Unfortunately, he demonstrates his inability to handle the tools of science very early on.

Let's draw an imperfect, but illustrative analogy to the position of the atheist above. Suppose I come home from work one day noticing that my neighbor's long grass has been cut. I say to my wife that my neighbor must have cut the grass with his lawnmower. My wife demurs, saying that the grass cut itself. Are these equivalently sufficient explanations as to how the lawn was cut? In one case we have a purposeful and intelligent agent, using a specific means to accomplish a goal. In the other case, you have an inanimate object acted upon itself without purpose. And notice that the explanation of the neighbor cutting the grass with his lawnmower is meaningful, without any discussion of where the neighbor, lawnmower or the grass came from. In like manner, saying that matter has always existed, is not an equivalent argument to saying that the universe was created by God.

Problem: The only reason we find the explanation of the neighbor cutting the lawn with a lawnmower overwhelmingly plausible is that we've seen any number of people cutting any number of lawns with any number of variations on the lawnmower theme. Suppose I come home from work one brisk autumn day noticing that my neighbor's tree no longer has any leaves on it....

Another canard employed in this debate, is that evolution s "scientific," whereas ID is religious mythology. But does evolution itself qualify as a scientific theory, or like Creationism, is it a metaphysical theory? Anyone who has taken an introductory class in the Philosophy of Science, knows a few basic tenets regarding scientific inquiry. First of all, only observational or naturalistic evidence is accepted. If the inquirer asks a how or why question, then develops a hypothesis, it must be testable, and thus subject to falsification before it can move beyond that point. In which respects can any evolutionary theory meet this test? The evolutionist who says that the "fact"of evolution proves the non-existence of God, must derive such information outside the parameters of empirical scientific methods — a realm that he claims contains no meaningful truth. Thus, such a claim is that of religious dogmatism. Any masonry regardless of its ornate design or quality composition cannot be stacked four feet in mid air without a solid foundation. Those who claim evolutionary theories can do away with the need for God are attempting to do just that philosophically speaking.
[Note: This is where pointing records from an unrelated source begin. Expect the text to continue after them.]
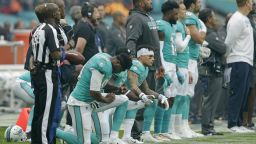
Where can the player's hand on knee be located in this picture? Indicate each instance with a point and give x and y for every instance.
(109, 98)
(190, 81)
(147, 99)
(180, 77)
(163, 101)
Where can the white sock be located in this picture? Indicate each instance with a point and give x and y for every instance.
(127, 124)
(146, 132)
(105, 137)
(114, 134)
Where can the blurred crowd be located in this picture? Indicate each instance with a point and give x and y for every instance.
(15, 6)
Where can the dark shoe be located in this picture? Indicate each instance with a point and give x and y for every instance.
(210, 132)
(250, 126)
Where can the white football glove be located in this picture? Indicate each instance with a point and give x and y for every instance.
(164, 100)
(205, 52)
(146, 98)
(203, 27)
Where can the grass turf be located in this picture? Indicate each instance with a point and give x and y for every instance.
(227, 138)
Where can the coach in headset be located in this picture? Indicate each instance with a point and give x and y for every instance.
(88, 42)
(211, 71)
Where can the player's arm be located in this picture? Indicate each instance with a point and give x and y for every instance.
(82, 37)
(80, 45)
(53, 44)
(145, 88)
(133, 78)
(133, 32)
(197, 36)
(180, 43)
(161, 35)
(110, 87)
(95, 86)
(163, 99)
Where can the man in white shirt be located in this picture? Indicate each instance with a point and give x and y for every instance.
(239, 54)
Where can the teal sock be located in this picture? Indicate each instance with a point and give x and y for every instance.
(28, 89)
(149, 114)
(131, 114)
(176, 109)
(119, 116)
(185, 113)
(158, 119)
(70, 138)
(166, 120)
(97, 125)
(31, 115)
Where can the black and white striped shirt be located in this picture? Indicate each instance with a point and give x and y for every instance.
(44, 41)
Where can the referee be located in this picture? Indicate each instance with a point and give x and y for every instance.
(45, 77)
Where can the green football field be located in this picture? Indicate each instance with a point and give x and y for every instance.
(227, 138)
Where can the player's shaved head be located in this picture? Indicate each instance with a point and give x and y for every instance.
(40, 11)
(241, 3)
(61, 5)
(51, 11)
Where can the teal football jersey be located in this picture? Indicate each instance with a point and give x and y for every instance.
(192, 19)
(169, 49)
(120, 78)
(100, 62)
(140, 70)
(182, 57)
(26, 77)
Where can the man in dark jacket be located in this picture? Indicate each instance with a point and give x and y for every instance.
(212, 71)
(247, 114)
(117, 34)
(141, 29)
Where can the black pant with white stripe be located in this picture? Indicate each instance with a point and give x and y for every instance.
(47, 111)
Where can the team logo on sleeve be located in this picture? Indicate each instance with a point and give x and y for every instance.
(135, 68)
(101, 64)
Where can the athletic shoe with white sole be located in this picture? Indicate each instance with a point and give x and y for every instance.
(161, 138)
(236, 129)
(131, 140)
(147, 137)
(170, 136)
(116, 141)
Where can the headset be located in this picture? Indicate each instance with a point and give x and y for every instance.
(87, 9)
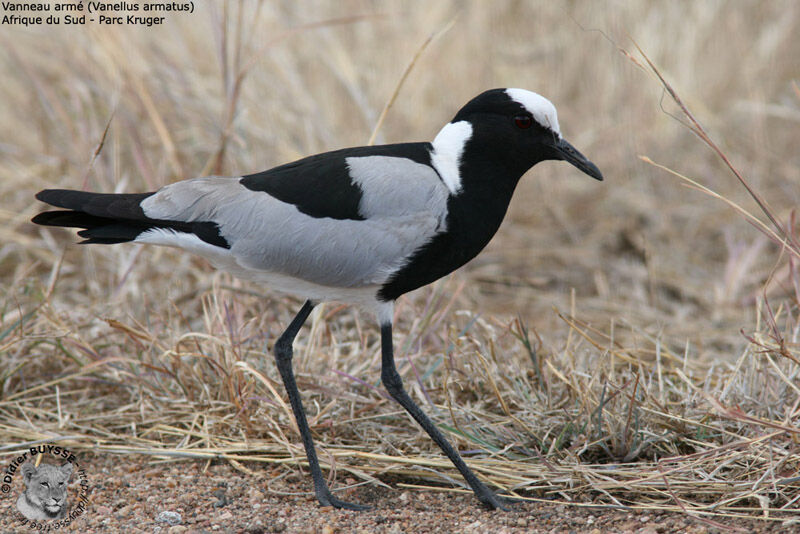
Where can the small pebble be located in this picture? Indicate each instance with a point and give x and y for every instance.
(171, 518)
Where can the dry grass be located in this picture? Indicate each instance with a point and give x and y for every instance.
(637, 340)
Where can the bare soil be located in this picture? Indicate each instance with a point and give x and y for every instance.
(130, 495)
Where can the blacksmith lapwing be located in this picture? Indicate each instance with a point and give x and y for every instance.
(361, 225)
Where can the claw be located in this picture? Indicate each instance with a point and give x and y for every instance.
(496, 502)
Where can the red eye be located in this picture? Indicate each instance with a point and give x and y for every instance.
(523, 121)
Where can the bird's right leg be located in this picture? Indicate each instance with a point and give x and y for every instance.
(283, 358)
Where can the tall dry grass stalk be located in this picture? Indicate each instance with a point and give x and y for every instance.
(636, 344)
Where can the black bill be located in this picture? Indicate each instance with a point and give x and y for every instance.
(569, 153)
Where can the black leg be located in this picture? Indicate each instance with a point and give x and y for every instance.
(283, 357)
(394, 385)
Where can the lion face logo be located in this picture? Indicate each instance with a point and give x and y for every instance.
(45, 495)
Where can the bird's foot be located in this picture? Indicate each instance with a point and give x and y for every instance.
(326, 498)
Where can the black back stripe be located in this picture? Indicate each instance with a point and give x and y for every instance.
(321, 185)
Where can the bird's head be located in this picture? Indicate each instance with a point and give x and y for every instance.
(512, 129)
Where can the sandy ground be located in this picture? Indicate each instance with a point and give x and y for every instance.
(132, 495)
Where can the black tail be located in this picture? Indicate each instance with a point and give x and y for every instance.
(110, 218)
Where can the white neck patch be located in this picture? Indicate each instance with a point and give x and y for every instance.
(543, 111)
(448, 147)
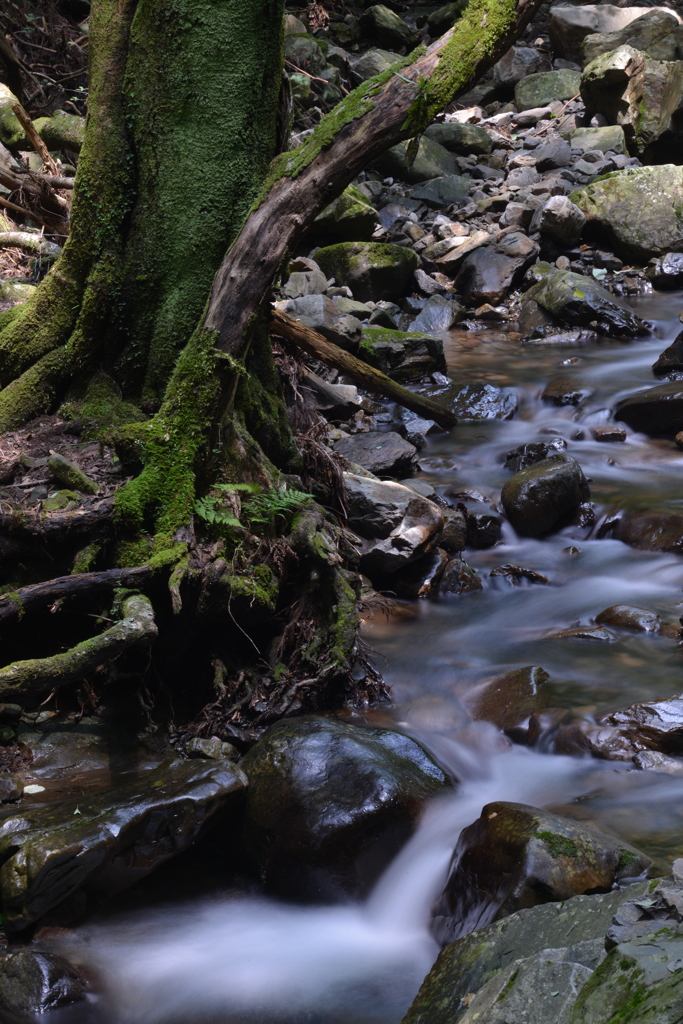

Here, Meyer conflates two different phenomena: what science reasonably infers about evolution, and what scientists infer from evolution. The first must be grounded in observable data; the second may be grounded in nothing more solid than the prejudices of the individual scientist.

The orthodox position of science is that God is outside the realm of science.

Science has found materialistic, naturalistic causes for any number of phenomena that were once ascribed to the will of God, of gods, or of spirits. Lightning, for example, is now reduced to a phenomenon involving the transport of charged particles in the atmosphere, and diseases to microbes, chemicals, and genetic damage, among other known or at least knowable causes.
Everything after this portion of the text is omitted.